What We Do in the Shadows succeeds not by doing everything we'd never expect from its concept, but by doing all of the things we'd expect in rather unexpected ways. From the moment we meet this strange little coven of vampire pals they're doing things like cheering "Yes, night time!" when they peer through the curtains and scolding each other for the mundane sin of not cleaning up after their victims. The film hits all those vampire comedy notes you'd expect, right down to the vampire hunter sneaking in through the basement, but it reveals in a cheerful sense of the ordinary that drives its comedic performances to new heights of weird brilliance.

10. The Love Witch (2016)

We've talked a little in this discussion of cult films about movies that work very hard to create a specific tone, often so specific that certain viewers simply can't wrap their heads around it. Even in the company of these other films, though, The Love Witch goes above and beyond with its sense of visual, tonal, and thematic specificity, so much so that the film itself often feels like a time machine in the best possible way.

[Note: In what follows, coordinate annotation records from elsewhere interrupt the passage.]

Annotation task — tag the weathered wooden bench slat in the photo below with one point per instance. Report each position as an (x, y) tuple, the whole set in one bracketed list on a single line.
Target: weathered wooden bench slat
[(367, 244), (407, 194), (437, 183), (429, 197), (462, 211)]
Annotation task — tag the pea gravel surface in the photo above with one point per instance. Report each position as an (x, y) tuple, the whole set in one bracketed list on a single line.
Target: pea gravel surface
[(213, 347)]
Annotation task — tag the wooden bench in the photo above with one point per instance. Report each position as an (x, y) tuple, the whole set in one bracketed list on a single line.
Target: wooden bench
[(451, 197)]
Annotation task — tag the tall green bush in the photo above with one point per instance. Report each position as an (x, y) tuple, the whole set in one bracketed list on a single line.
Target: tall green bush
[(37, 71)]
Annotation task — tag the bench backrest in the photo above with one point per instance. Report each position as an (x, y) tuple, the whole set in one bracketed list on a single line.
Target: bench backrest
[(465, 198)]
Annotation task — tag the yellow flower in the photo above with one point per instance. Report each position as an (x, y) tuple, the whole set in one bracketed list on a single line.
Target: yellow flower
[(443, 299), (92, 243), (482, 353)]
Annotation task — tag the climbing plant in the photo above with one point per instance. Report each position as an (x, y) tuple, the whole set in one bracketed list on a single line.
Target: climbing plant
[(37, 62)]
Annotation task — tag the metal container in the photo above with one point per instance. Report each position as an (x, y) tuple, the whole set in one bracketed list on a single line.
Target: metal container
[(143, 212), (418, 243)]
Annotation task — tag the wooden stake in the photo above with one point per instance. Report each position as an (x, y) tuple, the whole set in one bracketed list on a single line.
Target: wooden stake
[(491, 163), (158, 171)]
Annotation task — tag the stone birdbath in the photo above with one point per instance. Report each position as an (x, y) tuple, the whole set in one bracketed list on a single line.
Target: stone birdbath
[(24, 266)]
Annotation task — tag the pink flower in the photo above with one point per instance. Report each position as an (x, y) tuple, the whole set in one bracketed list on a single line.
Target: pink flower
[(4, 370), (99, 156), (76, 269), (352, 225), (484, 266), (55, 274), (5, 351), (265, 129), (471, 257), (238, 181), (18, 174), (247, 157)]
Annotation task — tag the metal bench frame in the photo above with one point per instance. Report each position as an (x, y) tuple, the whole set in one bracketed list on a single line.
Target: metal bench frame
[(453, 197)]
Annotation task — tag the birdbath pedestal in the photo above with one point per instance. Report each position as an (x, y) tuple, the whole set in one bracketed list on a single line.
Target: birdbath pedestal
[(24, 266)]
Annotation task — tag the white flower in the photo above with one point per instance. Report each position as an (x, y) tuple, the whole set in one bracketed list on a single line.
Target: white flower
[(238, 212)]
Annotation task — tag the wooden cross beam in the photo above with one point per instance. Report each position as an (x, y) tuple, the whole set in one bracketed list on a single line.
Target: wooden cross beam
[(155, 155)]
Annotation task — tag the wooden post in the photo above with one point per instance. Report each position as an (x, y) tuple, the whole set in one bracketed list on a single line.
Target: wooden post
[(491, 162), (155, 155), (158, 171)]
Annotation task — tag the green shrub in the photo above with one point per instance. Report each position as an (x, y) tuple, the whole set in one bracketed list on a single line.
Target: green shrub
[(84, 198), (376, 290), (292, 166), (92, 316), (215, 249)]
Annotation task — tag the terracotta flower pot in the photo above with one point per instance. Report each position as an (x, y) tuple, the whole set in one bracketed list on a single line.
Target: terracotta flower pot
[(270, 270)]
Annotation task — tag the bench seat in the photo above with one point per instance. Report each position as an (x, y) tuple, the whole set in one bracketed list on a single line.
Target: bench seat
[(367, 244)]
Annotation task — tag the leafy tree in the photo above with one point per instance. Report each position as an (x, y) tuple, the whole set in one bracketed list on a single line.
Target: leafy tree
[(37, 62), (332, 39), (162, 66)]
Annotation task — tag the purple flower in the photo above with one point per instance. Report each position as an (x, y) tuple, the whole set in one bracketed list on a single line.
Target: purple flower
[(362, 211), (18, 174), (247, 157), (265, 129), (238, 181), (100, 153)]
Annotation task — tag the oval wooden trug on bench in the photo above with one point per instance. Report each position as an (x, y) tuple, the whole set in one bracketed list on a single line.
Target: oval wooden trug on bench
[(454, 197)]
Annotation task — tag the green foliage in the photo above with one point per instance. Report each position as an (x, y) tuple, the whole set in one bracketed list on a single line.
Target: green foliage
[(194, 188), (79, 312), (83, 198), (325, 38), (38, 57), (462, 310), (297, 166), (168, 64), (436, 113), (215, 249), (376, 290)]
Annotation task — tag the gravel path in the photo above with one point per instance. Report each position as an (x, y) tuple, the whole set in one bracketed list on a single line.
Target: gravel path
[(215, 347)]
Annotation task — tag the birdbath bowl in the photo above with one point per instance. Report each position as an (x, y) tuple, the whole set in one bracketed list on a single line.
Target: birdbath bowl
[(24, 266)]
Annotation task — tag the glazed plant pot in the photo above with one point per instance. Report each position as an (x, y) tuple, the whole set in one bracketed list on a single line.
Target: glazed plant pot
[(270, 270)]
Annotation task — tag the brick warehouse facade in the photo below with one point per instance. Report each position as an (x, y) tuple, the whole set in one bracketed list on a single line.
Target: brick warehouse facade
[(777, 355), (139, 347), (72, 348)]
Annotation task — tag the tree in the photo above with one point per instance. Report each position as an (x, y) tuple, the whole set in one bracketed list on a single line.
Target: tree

Writer and director Anna Biller pours so much energy into making the film look like it might have been a Hammer production from the late 1960s that you'd be forgiven for thinking that The Love Witch was made 40 years ago. The effect is so dazzling and convincing that you could watch the film with the sound off and simply be entranced by its gorgeous throwback stylings. Dig a little deeper, though, and you find a film that's using that sensibility to say some deep, and often wickedly funny, things about the roles society forces men and women (even witches) into. Throw in a terrific performance from Samantha Robinson in the title role, and you've got one of the most incisive cult films of the decade.